Bagimana Hukum Hukum Jual Beli Boneka
HUKUM JUAL BELI BONEKA
Tanya :
Ustadz, bolehkah jual beli boneka
berbentuk beruang? Tapi yang memainkannya perempuan dewasa (akhwat) bukan
anak-anak? (Abu Izzah, Banjar, Jabar)
Jawab :
Para ulama seperti Imam Ibnu
al-Arabi, Imam Nawawi, dan Imam Qasthalani meriwayatkan adanya kesepakatan
(ijma’) ulama mengenai keharaman membuat gambar/patung dari makhluk bernyawa.
(Ali Ahmad Thahthawi, Hukmu at-Tashwir min Manzhur Islami, hal. 12).

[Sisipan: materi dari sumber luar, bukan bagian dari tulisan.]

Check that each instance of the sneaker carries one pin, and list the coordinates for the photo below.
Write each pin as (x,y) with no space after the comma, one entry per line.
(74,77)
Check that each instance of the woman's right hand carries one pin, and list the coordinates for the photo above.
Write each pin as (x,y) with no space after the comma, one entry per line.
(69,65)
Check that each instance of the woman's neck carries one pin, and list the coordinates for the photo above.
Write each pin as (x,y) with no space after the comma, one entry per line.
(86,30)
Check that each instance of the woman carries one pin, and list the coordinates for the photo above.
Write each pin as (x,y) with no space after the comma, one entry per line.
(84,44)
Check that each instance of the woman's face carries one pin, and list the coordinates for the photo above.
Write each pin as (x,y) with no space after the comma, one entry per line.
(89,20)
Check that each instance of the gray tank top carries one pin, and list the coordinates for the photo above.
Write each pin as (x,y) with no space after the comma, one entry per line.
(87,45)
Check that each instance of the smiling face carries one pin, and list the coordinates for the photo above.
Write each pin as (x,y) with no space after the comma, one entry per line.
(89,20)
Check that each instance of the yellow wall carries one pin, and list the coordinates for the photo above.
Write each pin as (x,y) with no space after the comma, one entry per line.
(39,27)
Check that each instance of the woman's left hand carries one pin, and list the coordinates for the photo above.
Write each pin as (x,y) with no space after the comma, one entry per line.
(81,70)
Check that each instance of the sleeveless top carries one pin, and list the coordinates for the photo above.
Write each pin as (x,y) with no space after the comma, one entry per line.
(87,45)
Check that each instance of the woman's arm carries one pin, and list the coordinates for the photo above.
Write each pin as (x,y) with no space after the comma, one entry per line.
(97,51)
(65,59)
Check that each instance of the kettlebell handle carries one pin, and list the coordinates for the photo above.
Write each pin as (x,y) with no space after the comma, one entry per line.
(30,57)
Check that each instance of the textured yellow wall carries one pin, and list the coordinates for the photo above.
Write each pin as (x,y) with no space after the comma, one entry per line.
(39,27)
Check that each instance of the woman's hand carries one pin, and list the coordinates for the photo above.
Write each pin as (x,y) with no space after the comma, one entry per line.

Dalilnya antara lain sabda
Nabi SAW,"Barangsiapa membuat gambar/patung (shurah) akan disiksa oleh
Allah pada Hari Kiamat hingga dia meniupkan nyawa ke dalam gambar/patung itu,
padahal dia tak akan mampu meniupkannya." (HR Bukhari). Imam
Taqiyuddin An-Nabhani menyatakan hadis ini mengandung arti umum, yaitu haram
membuat gambar/patung dari makhluk bernyawa bagaimanapun bentuknya, baik punya
bayangan atau tidak, baik bentuknya utuh yang bisa hidup, atau tak utuh yang
tak bisa hidup. (Taqiyuddin An-Nabhani, Asy-Syakhshiyah al-Islamiyah,
2/352).
Gambar/patung ini tak hanya
haram dibuat, namun juga haram dijualbelikan, sesuai kaidah fiqih : Kullu maa hurrima ‘ala al-‘ibad
fa-bai’uhu haram (Setiap sesuatu yang diharamkan atas hamba,
menjual-belikannya haram). (Taqiyuddin An-Nabhani, ibid, 2/288).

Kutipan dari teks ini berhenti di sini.